I was at the Melbourne SQL Server user group last night, listening to Greg Linwood (of MyDBA) present on solid state disks (SSDs).  It was a very informative session, with Greg going into detail on how SSDs work, and the specific things you have to keep in mind when using them, such as providing sufficient OS memory to manage the SSD’s allocations, and over-provisioning to allow sufficient space to support the fact that updates involve writing to a new location and the space is not freed synchronously.

The first of three main points of the session were that SQL Server is a read oriented system, in that to perform any write operation, the rows to be updated/deleted must first be located and read in from disk.  In particular, indexes are the most likely objects to benefit from being on SSDs as the access pattern is completely random – an insert into a clustered index may be predictably via an IDENTITY value, but the non-clustered indexes will experience an insert into the middle of the B-tree structure.

The second main point is that enterprise-level SSDs, such as Fusion IO’s offerings, provide a large reduction in space requirements (the devices can be much more densely packed), cooling requirements (there’s no moving parts, so things don’t get hot), and subsequently lower power requirements.  There is also less of a need to RAID SSDs together – individual hard disks fail frequently due to their mechanical nature, but SSDs are less likely to experience this due to their more robust nature.  Of course, the entire SSD could fail, but this is akin to losing your RAID controller.  If your transaction logs are mirrored on a hard disk array (which is ideally suited to sequential write operations), then the error checking and correction (Hamming codes, so single error correction, double error detection, which is superior to RAID-5’s single error detection) capabilities may allow you to trust your data files to a single device.  I should point out that this is not a recommendation – it is up to you to perform risk assessment and contingency.
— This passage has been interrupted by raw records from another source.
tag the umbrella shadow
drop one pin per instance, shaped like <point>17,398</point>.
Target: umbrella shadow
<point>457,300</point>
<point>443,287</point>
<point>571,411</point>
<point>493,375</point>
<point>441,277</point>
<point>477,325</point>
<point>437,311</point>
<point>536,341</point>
In terms of cost, hard disks beat SSDs when comparing single units, but the superior performance of SSDs, coupled with the lower space, cooling, power  and advantages make SSDs significantly cheaper.  Compare the TPC’s current TPC-C benchmarks – the best performing hard disk solution comes in at 6 million transactions per minute with $20 milllion for storage costs, while the best performing SSD solution comes in at 10 million transactions per minute with $3 million for storage costs. (It’s worth noting that both of these are DB2 systems, and not SQL Server, but the RDBMS isn’t as important here.)

SSDs are definitely the next big thing, and are now considered stable and mainstream enough to improve what can be considered the biggest bottleneck in database systems today – disk I/O.  Greg presented a captivating session and definitely cleared up a lot of misconceptions around SSD technology and their uses with database systems.